Proclus recopies a very obscure passage on, the virgin, the one who never lived, beyond the lover and beyond the mother, who coexists with the one and is contemporaneous with the other. In the same spot, he says that every reminiscence is erotic. Strabo insists that he was an astonishing geologist. With Félix he composed, aside from Against Oedema, which also contains a Politics and a Geography which are assuredly never lived madly enough: On Strata, that similarly includes a Strategy. That work seems never to have been understood by anyone among philosophical folk.

In geometry, he discovered the pulsation of spirals. He declared that the love of children for their mother repeats other adult loves for other women.
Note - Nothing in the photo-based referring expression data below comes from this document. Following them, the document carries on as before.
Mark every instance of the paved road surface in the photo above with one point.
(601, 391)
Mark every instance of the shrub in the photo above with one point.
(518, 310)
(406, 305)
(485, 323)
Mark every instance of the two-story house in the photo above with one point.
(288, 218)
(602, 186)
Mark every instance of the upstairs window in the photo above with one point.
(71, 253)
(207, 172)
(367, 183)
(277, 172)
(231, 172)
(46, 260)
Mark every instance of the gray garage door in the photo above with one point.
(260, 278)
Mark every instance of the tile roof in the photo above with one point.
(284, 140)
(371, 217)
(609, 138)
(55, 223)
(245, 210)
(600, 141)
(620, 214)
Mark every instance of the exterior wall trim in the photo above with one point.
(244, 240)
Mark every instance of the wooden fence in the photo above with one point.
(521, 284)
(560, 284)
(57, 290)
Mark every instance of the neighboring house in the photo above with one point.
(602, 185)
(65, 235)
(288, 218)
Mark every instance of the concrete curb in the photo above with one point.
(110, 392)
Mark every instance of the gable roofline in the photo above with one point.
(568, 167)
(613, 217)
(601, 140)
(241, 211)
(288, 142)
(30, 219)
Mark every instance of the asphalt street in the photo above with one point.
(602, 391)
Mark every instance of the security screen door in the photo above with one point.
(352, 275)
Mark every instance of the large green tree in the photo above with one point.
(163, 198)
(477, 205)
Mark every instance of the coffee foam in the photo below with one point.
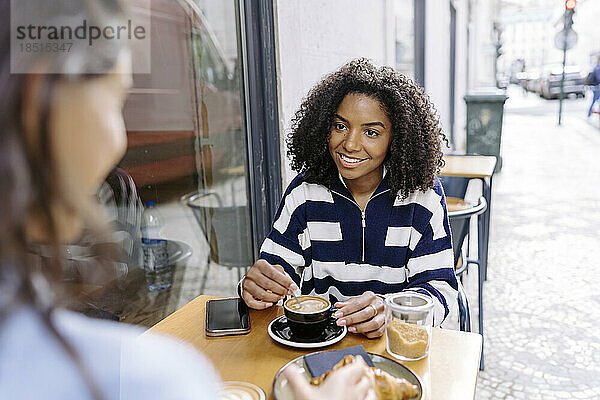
(308, 304)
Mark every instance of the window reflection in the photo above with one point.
(404, 28)
(187, 152)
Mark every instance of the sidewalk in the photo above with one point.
(542, 302)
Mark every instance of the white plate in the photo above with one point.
(281, 389)
(301, 345)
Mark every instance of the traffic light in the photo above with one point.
(570, 4)
(569, 18)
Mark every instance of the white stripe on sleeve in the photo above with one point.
(343, 272)
(442, 259)
(325, 231)
(296, 198)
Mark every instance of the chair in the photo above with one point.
(459, 226)
(226, 229)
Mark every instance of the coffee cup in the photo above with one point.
(309, 316)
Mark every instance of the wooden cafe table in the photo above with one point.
(450, 371)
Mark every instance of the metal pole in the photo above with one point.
(562, 79)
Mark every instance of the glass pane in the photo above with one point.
(186, 152)
(405, 37)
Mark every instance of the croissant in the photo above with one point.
(386, 386)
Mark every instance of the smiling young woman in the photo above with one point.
(366, 215)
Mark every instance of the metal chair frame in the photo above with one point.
(460, 253)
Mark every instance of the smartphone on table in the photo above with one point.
(227, 317)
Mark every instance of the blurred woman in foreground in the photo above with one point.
(60, 135)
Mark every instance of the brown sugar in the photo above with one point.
(408, 340)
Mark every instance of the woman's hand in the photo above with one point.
(347, 383)
(362, 314)
(265, 284)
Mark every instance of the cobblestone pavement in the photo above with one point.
(541, 299)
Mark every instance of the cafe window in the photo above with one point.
(188, 159)
(409, 38)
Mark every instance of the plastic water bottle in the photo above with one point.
(159, 274)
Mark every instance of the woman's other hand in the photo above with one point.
(362, 314)
(347, 383)
(265, 284)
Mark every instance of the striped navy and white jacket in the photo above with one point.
(332, 249)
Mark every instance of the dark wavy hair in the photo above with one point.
(415, 154)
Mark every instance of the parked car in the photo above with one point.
(532, 80)
(551, 77)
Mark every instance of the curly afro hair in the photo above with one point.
(414, 156)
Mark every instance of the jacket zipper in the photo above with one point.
(363, 214)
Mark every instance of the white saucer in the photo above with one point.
(304, 344)
(233, 390)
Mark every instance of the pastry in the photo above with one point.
(386, 386)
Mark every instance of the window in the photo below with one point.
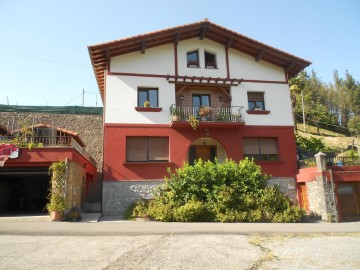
(148, 94)
(256, 101)
(200, 101)
(144, 149)
(210, 60)
(261, 148)
(193, 59)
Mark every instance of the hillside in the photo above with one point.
(335, 141)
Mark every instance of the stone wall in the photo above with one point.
(321, 197)
(75, 185)
(89, 127)
(119, 195)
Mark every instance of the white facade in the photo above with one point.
(122, 90)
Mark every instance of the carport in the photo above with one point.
(23, 190)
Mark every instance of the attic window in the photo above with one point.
(193, 59)
(256, 101)
(210, 60)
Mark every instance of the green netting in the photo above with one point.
(53, 109)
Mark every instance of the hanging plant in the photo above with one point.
(193, 122)
(57, 203)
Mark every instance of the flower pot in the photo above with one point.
(56, 216)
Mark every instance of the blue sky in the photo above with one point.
(43, 44)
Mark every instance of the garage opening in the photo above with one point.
(23, 191)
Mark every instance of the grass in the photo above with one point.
(335, 141)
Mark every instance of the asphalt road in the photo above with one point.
(111, 244)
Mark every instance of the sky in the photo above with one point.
(44, 60)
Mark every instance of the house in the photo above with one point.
(155, 85)
(25, 157)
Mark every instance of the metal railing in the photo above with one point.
(333, 161)
(343, 161)
(210, 113)
(307, 163)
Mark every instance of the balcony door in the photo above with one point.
(201, 100)
(198, 101)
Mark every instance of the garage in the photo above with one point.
(23, 191)
(349, 200)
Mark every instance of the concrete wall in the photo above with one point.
(89, 127)
(119, 195)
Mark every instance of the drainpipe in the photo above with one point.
(66, 176)
(333, 196)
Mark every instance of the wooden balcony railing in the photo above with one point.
(207, 113)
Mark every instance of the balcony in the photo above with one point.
(222, 116)
(48, 142)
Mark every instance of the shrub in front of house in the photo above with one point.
(221, 192)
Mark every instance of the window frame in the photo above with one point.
(215, 62)
(148, 149)
(191, 65)
(259, 156)
(256, 102)
(147, 90)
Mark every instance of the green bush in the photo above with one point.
(223, 192)
(310, 144)
(193, 211)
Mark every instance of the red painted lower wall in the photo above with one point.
(180, 139)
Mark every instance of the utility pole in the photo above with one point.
(302, 104)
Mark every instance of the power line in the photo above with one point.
(40, 56)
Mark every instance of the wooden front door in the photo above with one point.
(349, 200)
(304, 197)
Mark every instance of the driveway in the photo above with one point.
(114, 244)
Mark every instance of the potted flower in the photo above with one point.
(193, 122)
(146, 104)
(204, 111)
(176, 114)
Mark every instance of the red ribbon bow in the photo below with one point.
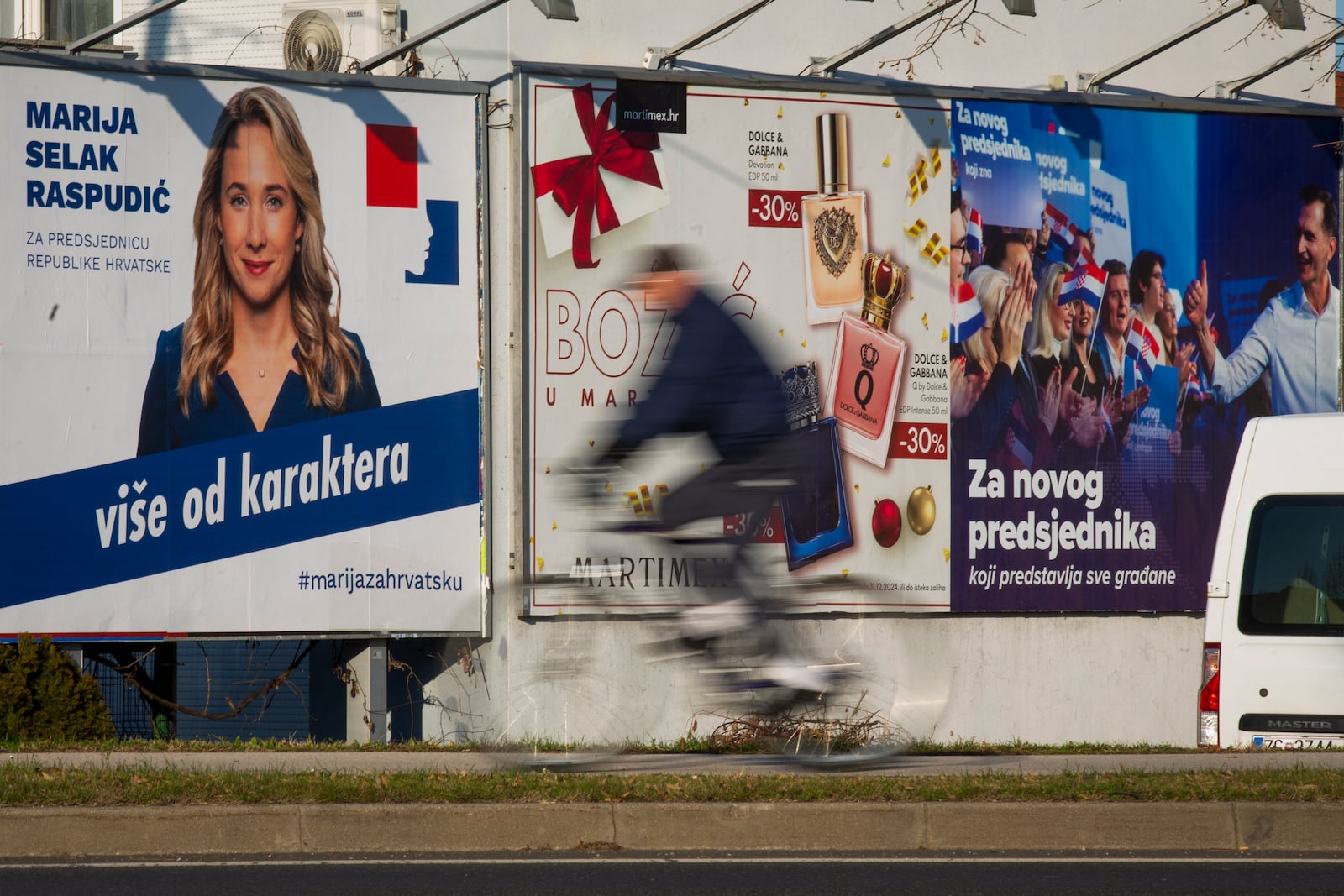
(575, 181)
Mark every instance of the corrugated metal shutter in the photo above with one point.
(214, 33)
(213, 672)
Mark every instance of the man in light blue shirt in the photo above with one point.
(1296, 338)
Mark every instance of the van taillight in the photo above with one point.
(1209, 698)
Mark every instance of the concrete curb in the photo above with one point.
(347, 829)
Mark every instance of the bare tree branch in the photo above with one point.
(134, 674)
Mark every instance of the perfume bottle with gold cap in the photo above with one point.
(816, 513)
(835, 228)
(867, 363)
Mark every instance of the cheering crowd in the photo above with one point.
(1054, 355)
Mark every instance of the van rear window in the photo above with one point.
(1294, 579)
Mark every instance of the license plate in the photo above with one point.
(1317, 741)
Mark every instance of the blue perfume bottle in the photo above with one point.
(816, 515)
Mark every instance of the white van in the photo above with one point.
(1274, 631)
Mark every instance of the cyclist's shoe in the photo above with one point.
(793, 674)
(712, 621)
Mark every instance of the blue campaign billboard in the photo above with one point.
(241, 348)
(1180, 277)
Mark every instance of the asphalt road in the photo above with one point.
(324, 832)
(690, 873)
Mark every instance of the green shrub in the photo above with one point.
(44, 696)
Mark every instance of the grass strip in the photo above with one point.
(33, 785)
(696, 745)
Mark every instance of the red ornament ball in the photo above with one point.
(886, 521)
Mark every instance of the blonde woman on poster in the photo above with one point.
(262, 345)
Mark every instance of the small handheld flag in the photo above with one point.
(1086, 284)
(967, 315)
(974, 231)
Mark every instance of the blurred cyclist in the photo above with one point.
(717, 382)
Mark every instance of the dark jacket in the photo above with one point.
(717, 382)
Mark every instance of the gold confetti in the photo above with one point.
(932, 246)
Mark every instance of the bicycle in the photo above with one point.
(827, 712)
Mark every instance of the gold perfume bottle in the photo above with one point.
(835, 228)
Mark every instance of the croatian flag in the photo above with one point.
(967, 315)
(974, 231)
(1086, 284)
(1059, 234)
(1142, 347)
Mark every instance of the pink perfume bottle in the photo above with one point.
(866, 369)
(835, 228)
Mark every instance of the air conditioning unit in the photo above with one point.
(335, 35)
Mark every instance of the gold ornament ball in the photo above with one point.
(921, 511)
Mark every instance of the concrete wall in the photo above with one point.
(1046, 679)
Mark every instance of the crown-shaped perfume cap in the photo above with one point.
(801, 396)
(884, 285)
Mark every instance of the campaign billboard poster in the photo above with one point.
(730, 172)
(1053, 521)
(241, 347)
There was a multitude of other Deleuzes.

Here is the list of his works: Of the Event, in 34 books. Of the Constellations that Pierce Us. Of the Impassability of Incorporeals. Of Paradox and Fate. On the Wounds that are Received While Sleeping. Symptoms. On the Demons‚ Leap. Of Tubercules. Of the Noble Man. On the Ugliness of the Human Face. Of Idiots. Of Invisible Witnesses. The Prince of Philosophers. On Degrees. Of the Three Testaments. The Galician, or Of Coldness, or Of Cruelty. Of Larvae. Of the Idea that Watches Us. Misosophy. Of the Egg. Of the Clear and the Obscure. Of the Universal Spider. That Every Intensity is Agonizing. Of the Sardine. On the Question „Who? Of the Orgy. Of Nobody. On Universal Collapse. In Praise of Lucretius. Of the Viscera. Of Complication. Handbook of Torsions. That It Is Agreeable Not to Explain Oneself Too Much. Of the Singularities that Unsettle Us. Of the Cloaca. Of the Triumph of Slaves. The Cloak. What Belongs to Us Under a More Subtle Solicitation. Of Absolute Depth. Of Unknown Joy.

1 Comments:

Blogger to scranton said...

Kushakov, thank you. Thank you from the bottom of my shallow, classicist heart.